Pathogenesis (T. saginata and T. solium)

  • Adult tapeworms cause taeniasis.
  • Larvae of Taenia solium cause cysticercosis

Symptoms

  • Abdominal discomfort, abdominal pain,. bowl irregularity, nausea, headache etc.
  • Cysticercus larva causes cysticercosis. If the larvae settle in eye, they may cause blindness.

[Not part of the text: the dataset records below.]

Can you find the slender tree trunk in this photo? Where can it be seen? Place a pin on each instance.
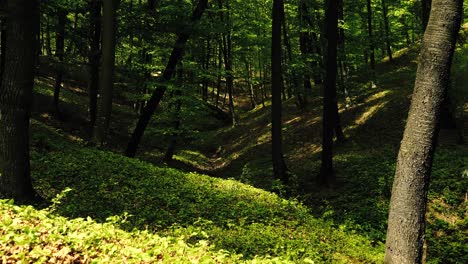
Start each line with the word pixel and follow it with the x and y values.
pixel 94 59
pixel 370 34
pixel 48 38
pixel 279 166
pixel 15 100
pixel 406 224
pixel 218 82
pixel 3 33
pixel 292 75
pixel 327 176
pixel 158 93
pixel 59 53
pixel 206 66
pixel 176 122
pixel 425 10
pixel 388 45
pixel 107 76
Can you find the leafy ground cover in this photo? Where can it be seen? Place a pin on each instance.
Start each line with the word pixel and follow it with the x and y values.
pixel 107 208
pixel 110 208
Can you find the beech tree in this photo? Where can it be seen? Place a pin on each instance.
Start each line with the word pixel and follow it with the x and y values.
pixel 108 64
pixel 330 111
pixel 15 99
pixel 406 221
pixel 158 93
pixel 279 166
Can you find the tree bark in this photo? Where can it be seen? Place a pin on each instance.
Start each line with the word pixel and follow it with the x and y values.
pixel 425 11
pixel 158 93
pixel 107 76
pixel 370 34
pixel 388 45
pixel 15 100
pixel 59 54
pixel 227 51
pixel 327 176
pixel 94 59
pixel 279 166
pixel 406 224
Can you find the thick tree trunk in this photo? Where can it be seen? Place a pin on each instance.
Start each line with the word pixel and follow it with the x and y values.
pixel 406 224
pixel 59 54
pixel 279 166
pixel 15 100
pixel 327 176
pixel 158 93
pixel 94 59
pixel 107 76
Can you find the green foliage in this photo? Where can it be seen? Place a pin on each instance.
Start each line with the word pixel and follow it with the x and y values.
pixel 191 212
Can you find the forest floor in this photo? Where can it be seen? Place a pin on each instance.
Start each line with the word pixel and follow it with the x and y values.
pixel 187 217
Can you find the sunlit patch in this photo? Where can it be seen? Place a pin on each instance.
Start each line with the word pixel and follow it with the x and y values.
pixel 370 113
pixel 75 138
pixel 377 96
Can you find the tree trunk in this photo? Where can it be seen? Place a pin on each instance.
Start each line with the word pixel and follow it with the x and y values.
pixel 327 176
pixel 425 10
pixel 279 166
pixel 158 93
pixel 177 105
pixel 227 51
pixel 15 100
pixel 406 224
pixel 3 48
pixel 388 45
pixel 94 59
pixel 59 53
pixel 107 77
pixel 370 34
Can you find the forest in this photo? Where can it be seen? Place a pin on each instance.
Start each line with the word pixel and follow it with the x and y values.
pixel 233 131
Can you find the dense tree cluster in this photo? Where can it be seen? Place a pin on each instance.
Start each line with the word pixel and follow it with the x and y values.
pixel 145 53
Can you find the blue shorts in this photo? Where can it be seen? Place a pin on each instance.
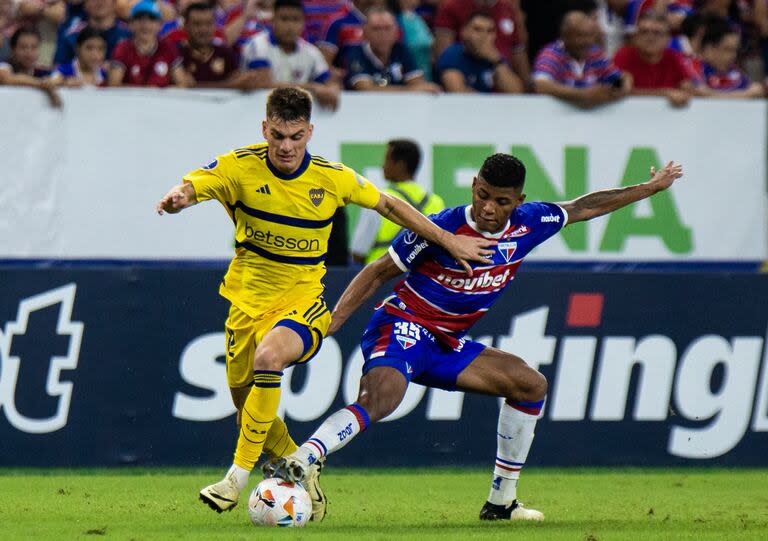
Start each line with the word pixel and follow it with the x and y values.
pixel 410 348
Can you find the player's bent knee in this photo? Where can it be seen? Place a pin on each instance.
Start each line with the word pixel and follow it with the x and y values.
pixel 538 388
pixel 377 407
pixel 268 358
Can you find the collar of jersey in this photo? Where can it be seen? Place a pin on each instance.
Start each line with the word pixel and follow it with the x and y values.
pixel 473 225
pixel 298 172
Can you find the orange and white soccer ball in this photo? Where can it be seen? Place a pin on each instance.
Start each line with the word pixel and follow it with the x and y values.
pixel 275 502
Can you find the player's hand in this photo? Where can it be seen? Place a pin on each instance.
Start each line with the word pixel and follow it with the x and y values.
pixel 465 249
pixel 177 199
pixel 664 178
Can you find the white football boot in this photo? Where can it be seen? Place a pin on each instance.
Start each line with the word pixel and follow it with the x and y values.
pixel 221 496
pixel 516 511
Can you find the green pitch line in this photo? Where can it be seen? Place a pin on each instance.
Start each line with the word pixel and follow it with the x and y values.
pixel 439 504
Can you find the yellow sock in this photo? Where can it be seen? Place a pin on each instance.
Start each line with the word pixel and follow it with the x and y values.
pixel 279 441
pixel 259 412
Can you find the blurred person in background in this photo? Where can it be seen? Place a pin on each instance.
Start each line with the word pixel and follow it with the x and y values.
pixel 45 16
pixel 282 57
pixel 174 30
pixel 511 34
pixel 245 20
pixel 100 14
pixel 575 69
pixel 717 65
pixel 7 27
pixel 543 17
pixel 656 69
pixel 143 60
pixel 317 16
pixel 168 8
pixel 345 29
pixel 381 63
pixel 374 234
pixel 206 61
pixel 87 69
pixel 21 69
pixel 415 33
pixel 475 64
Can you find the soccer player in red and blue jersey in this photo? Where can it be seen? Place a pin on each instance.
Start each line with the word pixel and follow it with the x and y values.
pixel 417 334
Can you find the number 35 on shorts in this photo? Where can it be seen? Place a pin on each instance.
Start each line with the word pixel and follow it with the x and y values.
pixel 407 333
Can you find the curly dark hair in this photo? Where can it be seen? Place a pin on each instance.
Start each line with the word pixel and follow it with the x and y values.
pixel 289 104
pixel 503 171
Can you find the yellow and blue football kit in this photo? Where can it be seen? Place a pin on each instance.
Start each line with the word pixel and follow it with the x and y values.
pixel 282 224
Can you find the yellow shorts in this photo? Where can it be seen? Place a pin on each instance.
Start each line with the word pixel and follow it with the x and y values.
pixel 310 319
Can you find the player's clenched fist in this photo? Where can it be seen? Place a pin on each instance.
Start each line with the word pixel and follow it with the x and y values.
pixel 177 199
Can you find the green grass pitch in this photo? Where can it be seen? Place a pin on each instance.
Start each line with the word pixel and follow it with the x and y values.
pixel 420 504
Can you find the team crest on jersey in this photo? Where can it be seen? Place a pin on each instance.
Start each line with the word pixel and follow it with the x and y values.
pixel 520 231
pixel 316 195
pixel 506 249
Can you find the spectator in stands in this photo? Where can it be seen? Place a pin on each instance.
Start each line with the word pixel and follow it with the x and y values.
pixel 45 16
pixel 281 56
pixel 143 60
pixel 511 36
pixel 543 17
pixel 346 29
pixel 575 69
pixel 174 30
pixel 688 41
pixel 7 27
pixel 87 69
pixel 317 15
pixel 373 235
pixel 245 20
pixel 101 16
pixel 22 69
pixel 206 62
pixel 416 35
pixel 381 62
pixel 656 69
pixel 717 66
pixel 476 65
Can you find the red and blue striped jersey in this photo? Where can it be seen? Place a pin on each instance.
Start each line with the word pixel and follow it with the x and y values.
pixel 554 63
pixel 437 293
pixel 723 81
pixel 345 29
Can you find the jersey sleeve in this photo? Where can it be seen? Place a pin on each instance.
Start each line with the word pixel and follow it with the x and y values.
pixel 544 219
pixel 217 180
pixel 355 188
pixel 408 250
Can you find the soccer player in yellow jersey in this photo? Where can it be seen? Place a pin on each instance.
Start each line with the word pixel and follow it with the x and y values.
pixel 281 200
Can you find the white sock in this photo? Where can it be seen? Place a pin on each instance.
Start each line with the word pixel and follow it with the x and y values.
pixel 335 432
pixel 514 436
pixel 240 476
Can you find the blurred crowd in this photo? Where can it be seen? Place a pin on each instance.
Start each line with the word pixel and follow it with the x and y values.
pixel 586 52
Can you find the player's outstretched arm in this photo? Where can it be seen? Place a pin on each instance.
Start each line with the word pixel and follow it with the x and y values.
pixel 603 202
pixel 362 286
pixel 461 247
pixel 177 199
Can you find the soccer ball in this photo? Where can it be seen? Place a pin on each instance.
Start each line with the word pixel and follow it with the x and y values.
pixel 275 502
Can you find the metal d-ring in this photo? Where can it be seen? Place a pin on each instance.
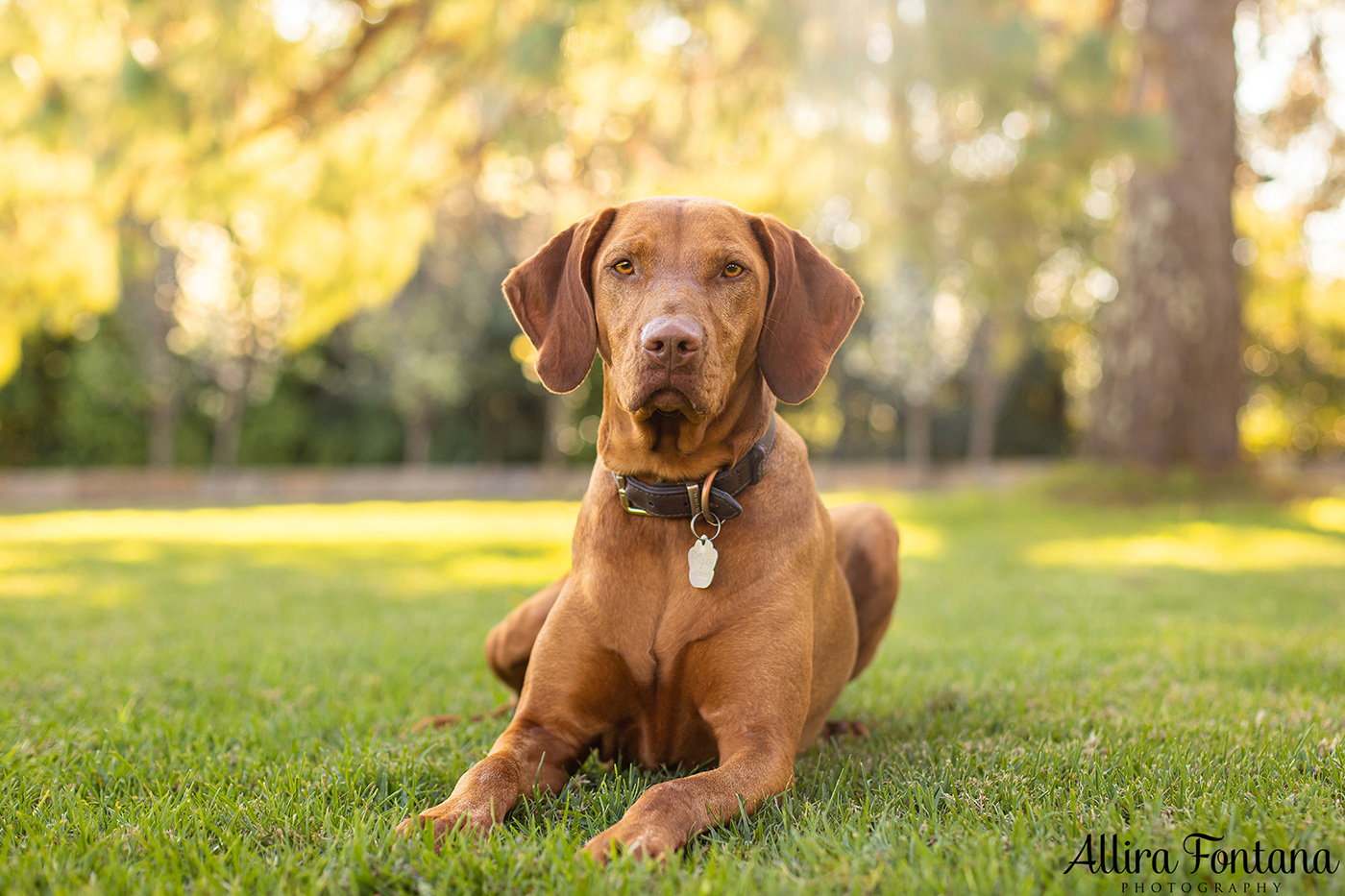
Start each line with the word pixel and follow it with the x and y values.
pixel 719 525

In brain, they cause necrosis of the brain tissue resulting into epileptic attack (epilepsy).

Collection of sample, Processing andIdentification

Diagnosis of Taeniasis:

Collection of sample:

stool and anal swab.

  • Stool examination: to detect presence of eggs in stool
  •  Anal swabs: a superior method to detect eggs.

Diagnosis of Cysticercosis:

  • CT scan of the brain: can accurately locate the lesion in the brain.
  • Differential leucocyte count: shows eosinophilia.

Prevention and Control

Taeniasis can be prevented and controlled by:

  • preserving a clean environment.
  • avoiding eating undercooked hog and buffalo meat as well as uncooked veggies.

Treatment

Drugs used are Nicolsamide and Prazoquantel - for treatment of Tapeworm infection.

  • Nicolsamide- 2000mg single dose, effective against T. saginata and T. solium.
  • Praziquantel- effective for the treatment of adult T. solium (in single dose).

In high dose (for 3-7 days), kills the cysticerci too.